My last day in Ireland I'd saved for Newgrange, Knowth, and Dowth. To get there one must sign up for a tour. Misery. Pestilence. Woe. Most often, I believe, the hired coaches only go to Newgrange, the most widely known of the three, but I befriended the driver, told him how much I'd like to see everything I could, and he did a fantastic job of convincing his other customers that they all wanted this as well.

Previous scholarship held that these were the oldest megalithic sites in Ireland, built by foreigners new from mainland Europe. It was believed that as their creators bred and died and left the work to their less worthy descendants, the technologies and skills devolved. As the sites moved north and west and more time passed they became sloppier and simpler, the monuments at Carrowmore and Carrowkeel little more than a few inadequate stones clumsily piled atop the dead. I cannot recall who the originators of these theories are, but I detect at least a hint of anti-Irish sentiment. Fortunately, some lovely Swedish academics arrived and, with the deadly precision of their thesis, told their predecessors to eat it. Their more recent work suggests the opposite: that the first ancient Irish megalithic sites were those in the Northwest, that they grew in complexity and scale until creating a wonder, not just by the standards of a small place like Ireland, but standing out among the entire ancient world.

Dowth, the smallest of the three sites, is closed, so I've still not seen it. But Knowth is lovely: imagine a series of earthen mounds, perfectly round things clustered together, suggesting perhaps mushrooms, or hobbit houses. The domes are all covered over in grass, and some are ringed at the base with large stones. Many of the stones are marked with carvings, mysterious and intricate. There are spiral shapes, little suns and what might be stars, lines, curves, sharp and jagged things. It could be a language. It might be a system of magical notation, either set sigils the entire culture would have recognised, or a map to a more personal shamanism. They could be the boring hallucinatory scribblings any modern creature who has dabbled in such things would recognise, or stations at which worshipers could meditate. They could be nothing more than art, and nothing less. Of all of the ancient art of this type yet discovered in Europe, more than one third sleeps at Knowth, speaking in strange and subtle tongues, misunderstood differently by all who see it.

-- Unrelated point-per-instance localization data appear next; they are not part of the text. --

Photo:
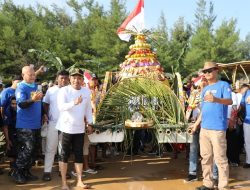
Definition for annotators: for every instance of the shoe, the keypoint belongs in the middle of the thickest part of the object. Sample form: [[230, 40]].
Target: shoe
[[46, 176], [232, 164], [68, 176], [75, 174], [11, 172], [203, 188], [246, 165], [19, 177], [29, 176], [216, 182], [90, 171], [191, 178]]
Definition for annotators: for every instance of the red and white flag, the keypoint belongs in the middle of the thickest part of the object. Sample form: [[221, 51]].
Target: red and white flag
[[87, 77], [134, 22]]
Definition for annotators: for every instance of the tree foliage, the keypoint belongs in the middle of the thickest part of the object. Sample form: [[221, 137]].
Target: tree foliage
[[88, 38]]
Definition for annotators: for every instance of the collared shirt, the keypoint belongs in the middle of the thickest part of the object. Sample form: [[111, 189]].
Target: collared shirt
[[214, 115], [71, 119]]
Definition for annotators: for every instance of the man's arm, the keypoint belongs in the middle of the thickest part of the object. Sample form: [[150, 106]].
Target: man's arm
[[27, 103], [211, 98], [224, 101], [196, 125], [39, 71]]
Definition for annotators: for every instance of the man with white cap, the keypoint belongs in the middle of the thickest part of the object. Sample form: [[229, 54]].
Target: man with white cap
[[74, 103], [213, 118]]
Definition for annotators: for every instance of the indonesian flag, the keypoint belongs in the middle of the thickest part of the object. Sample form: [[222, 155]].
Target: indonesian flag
[[134, 22], [87, 77]]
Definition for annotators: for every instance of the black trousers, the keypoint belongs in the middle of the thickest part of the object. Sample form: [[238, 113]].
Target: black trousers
[[68, 141], [26, 143]]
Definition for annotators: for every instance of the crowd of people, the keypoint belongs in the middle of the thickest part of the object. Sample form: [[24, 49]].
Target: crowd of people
[[64, 110]]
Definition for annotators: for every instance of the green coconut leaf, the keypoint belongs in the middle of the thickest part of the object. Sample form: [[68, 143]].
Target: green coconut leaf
[[162, 105]]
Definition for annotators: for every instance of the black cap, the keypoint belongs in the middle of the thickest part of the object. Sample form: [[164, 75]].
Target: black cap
[[76, 71]]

Inside of these artificial hills are caves. The same boulders that embrace the hillocks without reach into them, forming long corridors and their ceilings, being the walls and roofs of chambers, often roughly cruciform in shape. I walked into a few of them. I knelt in them, pressed my face to the cold stone.

One of the mounds, which is really more of a ring fort, is a Christian creation, which is strange. The messengers of the new faith did not bring violence against Ireland's people, but they were usually savage in destroying the objects and sites held sacred to the old religion. Knowth should have been smashed, but instead they not only allowed it to stand, but built a little cave of their own.